Effect of AeStaufen on gRNA and sfRNA copies, and viral titers in different mosquito tissues.
(A) AeStaufen relative expression in whole mosquitoes, carcass (what is left after dissection), midgut, and salivary glands at 10 days post non-infectious (Ni) or infectious blood-feeding (DENV). Bars represent means ± s.e.m. from three replicates of pools of ten tissues. (B-D) Effect of AeStaufen silencing (dsAeStau) on gRNA copies (B), sfRNA copies (C) and sfRNA:gRNA ratio (D) in the carcass, midgut and salivary glands at 10 days post-oral infection. (E-F) Effect AeStaufen silencing (dsAeStau) on viral titers as determined by focus forming unit (FFU) assay in salivary glands (E) and saliva (F) at 10 days post-oral infection. (B-F) dsLacZ was injected as control. (B, C, E, F) Bars indicate geometric means ± 95% C.I. (D) Bars indicate means ± s.e.m.
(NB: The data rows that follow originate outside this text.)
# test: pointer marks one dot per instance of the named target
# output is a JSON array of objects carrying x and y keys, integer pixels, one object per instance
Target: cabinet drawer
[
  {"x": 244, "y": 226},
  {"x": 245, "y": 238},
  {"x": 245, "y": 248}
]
N, number of mosquitoes analyzed. *, p-value < 0.05; **, p-value < 0.01; ***, p-value < 0.001 as determined by unpaired t-test or by LSD-Fisher test (A).
Fig 6.
Effect of AeStaufen on sfRNA secretion in the saliva.
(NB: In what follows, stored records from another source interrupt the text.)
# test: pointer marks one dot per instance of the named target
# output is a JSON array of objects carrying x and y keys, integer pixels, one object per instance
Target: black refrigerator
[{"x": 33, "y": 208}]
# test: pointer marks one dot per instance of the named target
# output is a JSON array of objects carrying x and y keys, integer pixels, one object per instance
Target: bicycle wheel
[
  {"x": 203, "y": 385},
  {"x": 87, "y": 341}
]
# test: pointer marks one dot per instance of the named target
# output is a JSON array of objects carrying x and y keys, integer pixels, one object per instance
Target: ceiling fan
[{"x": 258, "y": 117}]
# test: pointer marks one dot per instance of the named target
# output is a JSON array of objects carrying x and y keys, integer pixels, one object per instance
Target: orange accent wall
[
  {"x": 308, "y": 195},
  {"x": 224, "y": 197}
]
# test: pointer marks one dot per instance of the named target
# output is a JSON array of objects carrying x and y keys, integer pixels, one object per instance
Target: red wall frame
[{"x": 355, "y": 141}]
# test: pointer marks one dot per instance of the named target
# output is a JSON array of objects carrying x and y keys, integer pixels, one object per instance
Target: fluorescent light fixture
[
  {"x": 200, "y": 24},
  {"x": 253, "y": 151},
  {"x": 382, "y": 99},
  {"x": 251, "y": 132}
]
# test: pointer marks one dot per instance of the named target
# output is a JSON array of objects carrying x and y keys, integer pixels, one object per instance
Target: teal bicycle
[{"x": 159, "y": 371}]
(A-B) Effect of AeStaufen silencing (dsAeStau) on gRNA copies (A) and sfRNA:gRNA ratio (B) in saliva collected at 10 days post-oral infection. (C-D) Effect of AeStaufen silencing (dsAeStau) on gRNA copies (C) and sfRNA:gRNA ratio (D) in the salivary glands at 7 days post-inoculation. dsLacZ was injected as control. (A, C) Bars indicate geometric means ± 95% C.I. (B, D) Bars indicate means ± s.e.m. N, number of mosquitoes analyzed. *, p-value < 0.05; **, p-value < 0.01 as determined by unpaired t-test.